In this article, we’ll take a look at diesel fuel and whether or not it can make a dog sick. Let’s get started!
What is Diesel Fuel?
Diesel fuel is a type of liquid fuel that’s specifically made for diesel engines. Diesel is a petroleum product made from crude oil. Did you know that diesel fuel was created from the experiments of a German scientist? His name was Rudolf Diesel!
This type of fuel is commonly used in high-speed diesel engines, such as those found in motor vehicles.
While diesel fuel has proven to be extremely useful, what happens if a dog licks diesel? Will the fuel make a dog sick?
Diesel Fuel & Dogs
Unfortunately, diesel fuel is very toxic to dogs. Even one lick could be enough to make a dog very sick.
How would a dog have access to diesel? It may be through an accidental spill of the fuel in the garage or on the ground. A curious dog may try to lick up some of the liquid. Or a dog could walk through the spilled fuel, getting diesel on his paws. Most dogs will try to lick the fuel off in order to clean the fuel off their paws.
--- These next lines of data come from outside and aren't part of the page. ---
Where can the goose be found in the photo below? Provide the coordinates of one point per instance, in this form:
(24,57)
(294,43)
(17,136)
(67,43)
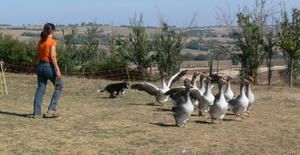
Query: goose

Symptoms of Diesel Fuel Poisoning in Dogs
You may notice these symptoms if your dog has licked diesel fuel:
- Skin irritation
- Oral irritation
- Excessive drooling
- Clamping of the jaws
- Oil in vomit and/or on lips
- Difficulty breathing
- Oily discharge from nose
- Loss of appetite
- General weakness
- Oil in the feces (or dry feces)
- Lack of coordination
If you notice any of these symptoms in your dog, call the vet immediately. This is an emergency.
Treatment of Diesel Fuel Poisoning in Dogs
The vet may choose to treat your dog with activated charcoal. This works to absorb the diesel fuel from your dog’s system, which keeps it from entering the bloodstream. Your fur baby may also need supplemental oxygen, IV fluids, and more.
If your dog has walked in the diesel fuel, the vet may need your canine companion’s feet. The fuel can cause skin irritation and burns.
The good news is that dogs with mild poisoning and prompt medical treatment have the best chance of making a complete recovery.